The Indian difficulty seems to be almost hopeless. Two influential chiefs have just been at Washington and New York, seeking to come to some understanding. They are scarcely back again upon the plains--the Red Cloud has hardly vanished--when the black cloud rolls up, and we are told that we are to have a war. If it be a general war it will be a terrible war; a war full of atrocities and involving enormous expense; and when there comes a lull called peace we shall find that the only result is an immense increase of the debt and a slight decrease of the Indian population. It is not very easy to discover what the exact understanding was between the Government and Red Cloud.

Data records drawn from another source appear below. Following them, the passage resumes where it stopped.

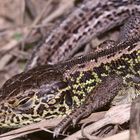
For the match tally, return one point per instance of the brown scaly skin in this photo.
(55, 90)
(88, 20)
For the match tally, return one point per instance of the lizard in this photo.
(88, 20)
(50, 91)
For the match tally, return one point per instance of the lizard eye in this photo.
(25, 103)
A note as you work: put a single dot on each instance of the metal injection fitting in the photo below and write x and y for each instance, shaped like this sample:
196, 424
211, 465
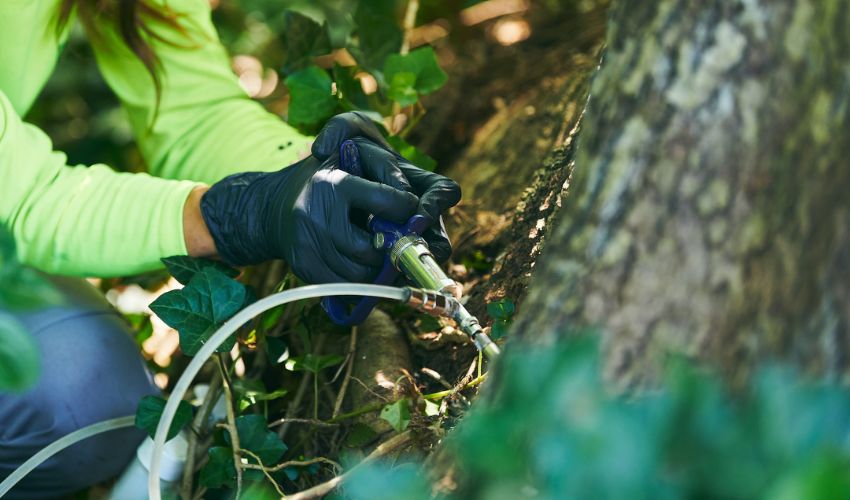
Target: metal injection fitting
437, 304
411, 256
433, 303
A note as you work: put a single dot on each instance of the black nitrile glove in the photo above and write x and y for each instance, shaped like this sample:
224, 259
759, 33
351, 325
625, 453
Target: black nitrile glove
436, 193
302, 214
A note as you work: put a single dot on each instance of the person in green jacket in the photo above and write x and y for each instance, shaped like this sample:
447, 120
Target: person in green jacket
215, 188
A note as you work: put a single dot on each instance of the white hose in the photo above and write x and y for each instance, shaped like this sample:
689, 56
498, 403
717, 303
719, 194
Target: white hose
60, 444
226, 330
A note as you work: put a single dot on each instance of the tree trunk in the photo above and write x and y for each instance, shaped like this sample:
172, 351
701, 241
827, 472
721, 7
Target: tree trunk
708, 211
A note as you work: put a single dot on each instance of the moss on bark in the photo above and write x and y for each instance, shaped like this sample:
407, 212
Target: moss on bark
708, 213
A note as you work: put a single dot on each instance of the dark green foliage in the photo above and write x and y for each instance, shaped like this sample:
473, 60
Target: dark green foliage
553, 427
255, 437
397, 414
312, 363
349, 89
312, 101
19, 359
184, 268
219, 470
378, 33
413, 74
303, 38
501, 311
374, 481
197, 310
150, 410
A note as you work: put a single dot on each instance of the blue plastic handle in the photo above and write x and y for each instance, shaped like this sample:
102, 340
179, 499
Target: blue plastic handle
337, 308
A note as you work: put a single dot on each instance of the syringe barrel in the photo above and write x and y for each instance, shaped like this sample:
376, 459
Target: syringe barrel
411, 256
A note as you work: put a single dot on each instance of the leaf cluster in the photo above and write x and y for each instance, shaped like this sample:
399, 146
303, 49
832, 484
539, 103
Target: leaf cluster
554, 427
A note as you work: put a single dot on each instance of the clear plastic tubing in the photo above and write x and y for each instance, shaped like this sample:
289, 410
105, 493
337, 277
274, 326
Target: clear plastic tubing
60, 444
228, 329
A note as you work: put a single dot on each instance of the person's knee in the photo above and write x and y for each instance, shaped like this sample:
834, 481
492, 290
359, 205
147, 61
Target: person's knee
91, 372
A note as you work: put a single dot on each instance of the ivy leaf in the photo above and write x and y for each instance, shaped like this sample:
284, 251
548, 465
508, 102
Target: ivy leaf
150, 410
402, 88
378, 33
412, 153
276, 350
219, 470
502, 309
349, 88
184, 268
432, 409
311, 100
303, 39
19, 357
255, 436
397, 414
312, 363
427, 76
200, 308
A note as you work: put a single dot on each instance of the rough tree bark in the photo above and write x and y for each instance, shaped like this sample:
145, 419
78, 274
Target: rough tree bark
708, 211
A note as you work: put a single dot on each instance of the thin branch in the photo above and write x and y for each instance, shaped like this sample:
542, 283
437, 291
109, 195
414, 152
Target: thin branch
199, 425
317, 423
456, 389
352, 351
231, 425
290, 463
302, 390
323, 489
265, 470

His complaint, however rhetorically served up in the reports, was very distinct. It was the old story of bad faith. "You are the strong power," he says. "You ask us to make a treaty. We make it, and you break it." And that is undoubtedly the truth. Yet it must be allowed that the Indians are a wild and impracticable race; that contact with civilization corrupts them; and that, if we break treaties, they are also treacherous and ferocious. We must deal with facts, not with theories nor hopes nor wishes. It can not be honestly said, for instance, that the approach of the white race and civilzation have made the Indian cruel. They found him so.
Shall they, then, be exterminated? If the bare suggestion be denounced as infamous, it is evident that we must do something else than fight them perpetually. But if we find that we can not manage them from without, can we not manage them from within? If, for instance, Red Cloud and others be really chiefs of influence, why not make them directly serviceable? Why not prove to them the generous intention of the Government, show them its willingness to atone liberally for injuries, explain to them the difficulties which necessarily surround the subject, persuade them that it is not hostile but friendly, and so win the leaders who command the tribes? Macaulay, in his essay upon "Ranke's History," says that the administrative genius of the Roman Church shows itself conspicuously in turning to account every kind of material, every whim and prejudice and fanaticism and passion. Instead of allowing the discontented or the zealous to withdraw as sects, it organizes them as orders. Loyola, at Oxford, would have headed a secession; John Wesley, at Rome, would have been made general of a new society in the Church.
The principle is as wise in the government of a country as in that of a Church. Is it wholly impracticable in our Indian policy? Is it impossible for us to prove to Red Cloud and his brethren that their highest interest lies in friendly relations with us, relations that we will honestly maintain? If, indeed, mutual intelligence is impossible--if Red Cloud is a mere grizzly bear, and it would be as reasonable to attempt relations with the buffaloes as with the Indians, which seems to be the theory of some, let us act accordingly. There is no prohibition upon hunting the buffalo. Every hunter rides and shoots at his own risk. We propose no buffalo treaties; we have no buffalo reservations. If the Indians are mere horned beasts, the only care we need have is to prevent them from goring the frontier. But if they are not buffaloes we must act differently. If we make treaties with them, we must insist that they be observed. The Chinese question excites Congress to that degree that it loses its temper and bandies unhandsome epithets in the freest manner. Is there nobody in Congress from the West familiar with the details of the Indian question who is interested enough to propose an honorable and feasible policy?